Simply speaking, turbulence is a disturbance of the regular flow of air. Many people can more visualize turbulence in water as an eddy in a river or waves in the ocean. “It helps to visualize flight as a river flowing rapidly over rocks, where water is forced upward and then down, with swirls and eddies,” says Captain Chesley “Sully” Sullenberger, retired US Airways pilot, speaker, author and CBS news safety & aviation expert. In short, turbulence is a normal part of flying and every pilot knows that they might encounter it in the course of a given flight. Air in the atmosphere can move up and down or sideways. The wings of the aircraft are engineered to resist and adjust to these movements. Turbulence is everywhere in the atmosphere just like movements are in bodies of water. It’s normal and how the sky behaves naturally. In fact, the twinkling we see in stars of the night sky is really evidence of moving air in our atmosphere not pulses of energy from distant suns.
There are different types of turbulence each with their own characteristics.
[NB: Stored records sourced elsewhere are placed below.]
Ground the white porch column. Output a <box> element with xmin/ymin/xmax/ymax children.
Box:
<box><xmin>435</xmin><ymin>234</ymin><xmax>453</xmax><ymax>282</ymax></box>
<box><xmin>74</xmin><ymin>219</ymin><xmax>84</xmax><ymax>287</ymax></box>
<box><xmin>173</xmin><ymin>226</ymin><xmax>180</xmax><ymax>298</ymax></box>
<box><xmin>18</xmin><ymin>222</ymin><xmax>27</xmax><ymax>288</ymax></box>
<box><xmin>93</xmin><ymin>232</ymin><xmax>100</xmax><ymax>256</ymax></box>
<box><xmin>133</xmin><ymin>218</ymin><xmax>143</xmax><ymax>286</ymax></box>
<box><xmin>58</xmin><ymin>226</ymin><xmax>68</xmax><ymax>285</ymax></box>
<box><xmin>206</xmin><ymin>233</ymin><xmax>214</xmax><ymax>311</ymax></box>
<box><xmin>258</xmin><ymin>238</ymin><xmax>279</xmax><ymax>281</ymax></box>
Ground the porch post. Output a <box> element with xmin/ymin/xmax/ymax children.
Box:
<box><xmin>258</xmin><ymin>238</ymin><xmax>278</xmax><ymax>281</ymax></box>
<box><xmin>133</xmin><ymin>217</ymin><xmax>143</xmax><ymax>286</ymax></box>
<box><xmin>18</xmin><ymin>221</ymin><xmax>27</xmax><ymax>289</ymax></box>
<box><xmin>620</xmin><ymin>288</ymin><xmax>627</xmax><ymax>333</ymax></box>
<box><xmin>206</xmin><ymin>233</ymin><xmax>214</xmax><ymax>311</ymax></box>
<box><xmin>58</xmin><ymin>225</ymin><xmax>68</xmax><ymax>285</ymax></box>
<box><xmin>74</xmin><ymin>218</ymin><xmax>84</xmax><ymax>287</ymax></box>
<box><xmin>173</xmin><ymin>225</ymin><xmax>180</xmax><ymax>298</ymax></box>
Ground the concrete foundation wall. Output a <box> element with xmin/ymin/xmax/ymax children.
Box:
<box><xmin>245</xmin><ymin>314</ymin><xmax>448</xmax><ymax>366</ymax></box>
Clear air turbulence is cause by variations in the Jet Stream. There’s more in the winter and when the jet stream brings cool air south, it crosses common flight paths across the Pacific. We’ve all seen the jet stream dip on the Weather Channel. Convective turbulence ramps up more in the summer when thunderstorms occur commonly in air traffic areas. Low level turbulence can result from ground topography, daily weather and even tall buildings. A more distinct type has its own name: mountain wave turbulence which if you are from Denver you are very familiar with. And, finally there’s wake vortex turbulence which comes from lift even a strong as a tornado. Turbulence can be light or stronger just like water in a stream. If you think you have experienced major turbulence it’s likely the pilot would call it moderate.
Pilots generally have a good idea where the flight will encounter turbulence but not always. They can reference different systems that track turbulence, observe weather reports and even get reports relayed by other pilots that are flying in the same area. Pilots want you to have a smooth and enjoyable flight so they make great effort to dodge areas of turbulence by changing altitude or circumventing a disturbance. But, sometimes there’s simply nothing they can do. They will have to ride it like a surfer and hopefully navigate out as soon as possible.